2.50 Older Americans. The attached spreadsheet contains the percentage of Americans in each state who are aged 65 and older. The same data is shown in a stem-and-leaf plot below. OVER65

  The decimal point is at the |

     7 | 0
     8 | 8
     9 | 
    10 | 0139
    11 | 378888
    12 | 1114456689999
    13 | 012222334556688
    14 | 0011367
    15 | 035
    16 | 9
  1. Give the five-number summary of this distribution.
  2. Use the five-number summary to draw a boxplot of the data.
  3. Which observations does the \(1.5 \times IQR\) rule flag as suspect outliers? (The rule flags several observations that are not that extreme. The reason is that the center half of the observations are close together, so that the \(IQR\) is small. This example reminds us to use our eyes, not a rule, to spot outliers.)

Chapter 3 Problems

3.26 Daily activity. It appears that people who are mildly obese are less active than leaner people. One study looked at the average number of minutes per day that people spend standing or walking. Among mildly obese people, minutes of activity varied according to the N(373,67) distribution. Minutes of activity for lean people had the N(526,107) distribution. Within what limits do the active minutes for about 95% of the people in each group fall?

Mile per gallon. In its Fuel Economy Guide for model year 2010 vehicles, the Enviromental Protection Agency gives data on 1101 vehicles. There are a number of high outliers, mainly hybrid gas-electric vehicles. If we ignore the vehicles identified as outliers, however, the combined city and highway gas mileage of the other 1082 vehicles is approximately Normal with mean 20.3 miles per gallon (mpg) and standard deviation 4.3 mpg. Use this information in exercises 3.35 and 3.36.

3.35 In my Chevrolet. The 2010 Chevrolet Camaro with an eight-cylinder engine and automatic transmission has a combined gas mileage of 19 mpg. What percent of all vehicles have better gas mileage than the Camaro?
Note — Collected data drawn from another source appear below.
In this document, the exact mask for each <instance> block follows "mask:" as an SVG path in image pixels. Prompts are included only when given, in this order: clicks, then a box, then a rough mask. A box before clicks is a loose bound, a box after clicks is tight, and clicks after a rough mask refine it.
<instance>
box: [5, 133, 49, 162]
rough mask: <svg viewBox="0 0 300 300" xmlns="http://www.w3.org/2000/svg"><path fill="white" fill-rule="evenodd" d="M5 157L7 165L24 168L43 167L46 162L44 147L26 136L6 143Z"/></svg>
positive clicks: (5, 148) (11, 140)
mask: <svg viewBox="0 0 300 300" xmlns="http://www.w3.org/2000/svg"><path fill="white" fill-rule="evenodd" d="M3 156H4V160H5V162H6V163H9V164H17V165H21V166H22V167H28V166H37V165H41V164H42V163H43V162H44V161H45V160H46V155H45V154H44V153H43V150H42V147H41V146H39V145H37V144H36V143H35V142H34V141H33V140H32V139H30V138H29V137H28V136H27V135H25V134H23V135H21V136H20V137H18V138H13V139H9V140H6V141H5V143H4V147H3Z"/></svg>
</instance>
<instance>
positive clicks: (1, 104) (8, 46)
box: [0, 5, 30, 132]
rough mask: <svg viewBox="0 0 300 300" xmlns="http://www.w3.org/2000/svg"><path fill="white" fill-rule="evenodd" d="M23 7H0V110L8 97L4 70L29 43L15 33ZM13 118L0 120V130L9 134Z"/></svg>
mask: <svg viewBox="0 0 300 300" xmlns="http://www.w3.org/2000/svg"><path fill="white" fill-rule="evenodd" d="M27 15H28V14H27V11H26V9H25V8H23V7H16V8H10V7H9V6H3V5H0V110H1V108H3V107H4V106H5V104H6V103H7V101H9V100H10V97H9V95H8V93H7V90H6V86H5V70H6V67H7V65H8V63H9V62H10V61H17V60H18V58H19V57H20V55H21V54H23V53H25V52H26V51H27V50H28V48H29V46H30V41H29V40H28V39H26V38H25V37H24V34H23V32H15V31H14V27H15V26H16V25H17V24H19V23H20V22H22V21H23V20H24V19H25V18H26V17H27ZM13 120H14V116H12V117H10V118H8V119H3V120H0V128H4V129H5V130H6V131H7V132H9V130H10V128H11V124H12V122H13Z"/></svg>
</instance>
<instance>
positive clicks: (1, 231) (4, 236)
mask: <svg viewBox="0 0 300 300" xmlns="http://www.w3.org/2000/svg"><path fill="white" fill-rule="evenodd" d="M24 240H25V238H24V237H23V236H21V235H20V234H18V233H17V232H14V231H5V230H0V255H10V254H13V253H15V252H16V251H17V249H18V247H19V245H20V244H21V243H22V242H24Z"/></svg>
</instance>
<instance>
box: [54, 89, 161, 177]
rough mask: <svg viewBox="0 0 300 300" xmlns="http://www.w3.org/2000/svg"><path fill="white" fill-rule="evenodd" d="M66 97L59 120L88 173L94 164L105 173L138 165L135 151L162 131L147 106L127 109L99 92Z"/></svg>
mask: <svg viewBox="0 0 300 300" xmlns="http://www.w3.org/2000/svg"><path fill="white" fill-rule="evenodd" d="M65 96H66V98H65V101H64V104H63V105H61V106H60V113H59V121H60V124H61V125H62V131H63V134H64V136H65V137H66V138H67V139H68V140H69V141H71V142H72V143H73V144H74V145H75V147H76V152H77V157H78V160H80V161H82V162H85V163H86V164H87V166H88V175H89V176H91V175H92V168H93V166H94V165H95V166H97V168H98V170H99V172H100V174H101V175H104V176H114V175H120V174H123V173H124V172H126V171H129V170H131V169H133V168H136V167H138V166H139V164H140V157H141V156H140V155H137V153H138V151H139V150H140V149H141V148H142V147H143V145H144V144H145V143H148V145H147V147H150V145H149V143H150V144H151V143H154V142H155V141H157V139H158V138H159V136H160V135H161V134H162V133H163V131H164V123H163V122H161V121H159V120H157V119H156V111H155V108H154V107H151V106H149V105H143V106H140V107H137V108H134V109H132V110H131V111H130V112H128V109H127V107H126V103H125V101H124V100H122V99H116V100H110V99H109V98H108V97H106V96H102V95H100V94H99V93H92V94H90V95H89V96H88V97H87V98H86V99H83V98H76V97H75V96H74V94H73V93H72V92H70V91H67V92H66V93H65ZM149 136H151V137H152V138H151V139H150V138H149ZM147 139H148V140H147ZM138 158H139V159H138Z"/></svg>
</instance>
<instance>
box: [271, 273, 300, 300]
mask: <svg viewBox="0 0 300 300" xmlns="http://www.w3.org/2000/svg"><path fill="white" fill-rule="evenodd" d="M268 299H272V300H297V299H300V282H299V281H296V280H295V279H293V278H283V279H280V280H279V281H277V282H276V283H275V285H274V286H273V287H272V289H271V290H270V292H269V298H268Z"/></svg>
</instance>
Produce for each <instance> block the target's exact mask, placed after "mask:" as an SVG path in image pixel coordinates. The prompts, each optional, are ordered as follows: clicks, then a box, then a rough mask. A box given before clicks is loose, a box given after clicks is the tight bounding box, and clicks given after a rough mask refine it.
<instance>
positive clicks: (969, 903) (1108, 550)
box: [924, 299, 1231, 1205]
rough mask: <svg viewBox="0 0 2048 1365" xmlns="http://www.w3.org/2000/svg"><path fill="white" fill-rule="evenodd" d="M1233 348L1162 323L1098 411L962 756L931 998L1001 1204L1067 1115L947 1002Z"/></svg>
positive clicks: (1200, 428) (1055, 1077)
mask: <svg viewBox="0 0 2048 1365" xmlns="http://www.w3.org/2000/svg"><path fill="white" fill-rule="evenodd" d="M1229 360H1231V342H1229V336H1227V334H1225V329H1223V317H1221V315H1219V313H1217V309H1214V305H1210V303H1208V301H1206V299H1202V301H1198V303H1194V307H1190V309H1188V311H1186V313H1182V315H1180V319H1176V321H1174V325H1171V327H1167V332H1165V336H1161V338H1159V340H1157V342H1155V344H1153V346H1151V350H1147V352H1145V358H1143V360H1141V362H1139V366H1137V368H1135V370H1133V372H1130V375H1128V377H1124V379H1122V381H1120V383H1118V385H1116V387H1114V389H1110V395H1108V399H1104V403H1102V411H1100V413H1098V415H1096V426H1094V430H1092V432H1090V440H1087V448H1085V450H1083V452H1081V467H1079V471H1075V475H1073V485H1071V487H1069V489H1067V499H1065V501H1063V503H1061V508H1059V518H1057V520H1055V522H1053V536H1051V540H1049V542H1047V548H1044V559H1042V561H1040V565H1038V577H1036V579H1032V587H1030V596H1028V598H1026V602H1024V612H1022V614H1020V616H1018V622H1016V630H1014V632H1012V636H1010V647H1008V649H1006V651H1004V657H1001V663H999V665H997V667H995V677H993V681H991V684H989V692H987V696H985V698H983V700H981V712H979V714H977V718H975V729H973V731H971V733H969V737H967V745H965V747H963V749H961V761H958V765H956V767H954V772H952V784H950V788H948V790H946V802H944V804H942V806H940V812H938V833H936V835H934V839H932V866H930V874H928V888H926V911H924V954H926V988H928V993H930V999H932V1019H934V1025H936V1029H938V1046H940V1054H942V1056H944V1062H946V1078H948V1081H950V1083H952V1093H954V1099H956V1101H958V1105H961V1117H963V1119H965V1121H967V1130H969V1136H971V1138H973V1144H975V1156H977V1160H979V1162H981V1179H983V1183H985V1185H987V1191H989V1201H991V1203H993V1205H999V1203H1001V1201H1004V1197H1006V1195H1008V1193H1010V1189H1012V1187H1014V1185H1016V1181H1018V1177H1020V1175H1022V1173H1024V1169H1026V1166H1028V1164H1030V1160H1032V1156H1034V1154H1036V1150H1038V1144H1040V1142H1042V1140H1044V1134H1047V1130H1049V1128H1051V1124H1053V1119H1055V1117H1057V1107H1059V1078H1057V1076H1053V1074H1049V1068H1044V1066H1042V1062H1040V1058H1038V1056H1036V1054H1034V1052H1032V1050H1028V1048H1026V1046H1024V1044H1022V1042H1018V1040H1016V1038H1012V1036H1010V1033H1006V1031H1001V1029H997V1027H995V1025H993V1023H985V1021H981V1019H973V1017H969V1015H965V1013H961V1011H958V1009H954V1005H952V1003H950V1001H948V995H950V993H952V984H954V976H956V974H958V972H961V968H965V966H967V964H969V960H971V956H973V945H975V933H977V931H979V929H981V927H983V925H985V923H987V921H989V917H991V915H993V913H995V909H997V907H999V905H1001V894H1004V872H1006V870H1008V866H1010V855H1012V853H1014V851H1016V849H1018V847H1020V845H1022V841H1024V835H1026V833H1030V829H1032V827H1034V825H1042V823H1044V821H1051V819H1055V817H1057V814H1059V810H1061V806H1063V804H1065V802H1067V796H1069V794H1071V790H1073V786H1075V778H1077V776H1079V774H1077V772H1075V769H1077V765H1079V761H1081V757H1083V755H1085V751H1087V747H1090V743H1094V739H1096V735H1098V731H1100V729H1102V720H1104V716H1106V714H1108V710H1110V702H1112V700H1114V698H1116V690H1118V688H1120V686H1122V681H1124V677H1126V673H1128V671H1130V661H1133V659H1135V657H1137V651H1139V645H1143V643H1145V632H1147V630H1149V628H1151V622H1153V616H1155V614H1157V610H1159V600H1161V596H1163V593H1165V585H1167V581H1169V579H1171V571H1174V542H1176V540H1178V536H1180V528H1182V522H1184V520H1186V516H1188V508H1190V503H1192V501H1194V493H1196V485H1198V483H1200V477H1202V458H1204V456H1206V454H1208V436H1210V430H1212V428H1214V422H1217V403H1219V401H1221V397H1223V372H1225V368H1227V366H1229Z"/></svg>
3.36 The bottom 10%. How low must a 2010 vehicle's gas mileage be in order to fall in the bottom 10% of all vehicles?

3.41 Heights of women. The heights of women aged 20 to 29 follow approximately the N(64.3,2.7) distribution. Men the same age have heights distributed as N(69.9,3.1). What percent of young women are taller than the mean height of young men?

3.42 Weights aren't Normal. The heights of people of the same sax and similar age follow a Normal distribution reasonably closely. Weights, on the other hand, are not Normally distributed. The weights of women aged 20 to 29 have mean 155.9 pounds and median 144.0 pounds. The first and third quartiles are 124.1 pounds and 173.7 pounds. What can you say about the shape of the weight distribution? Why?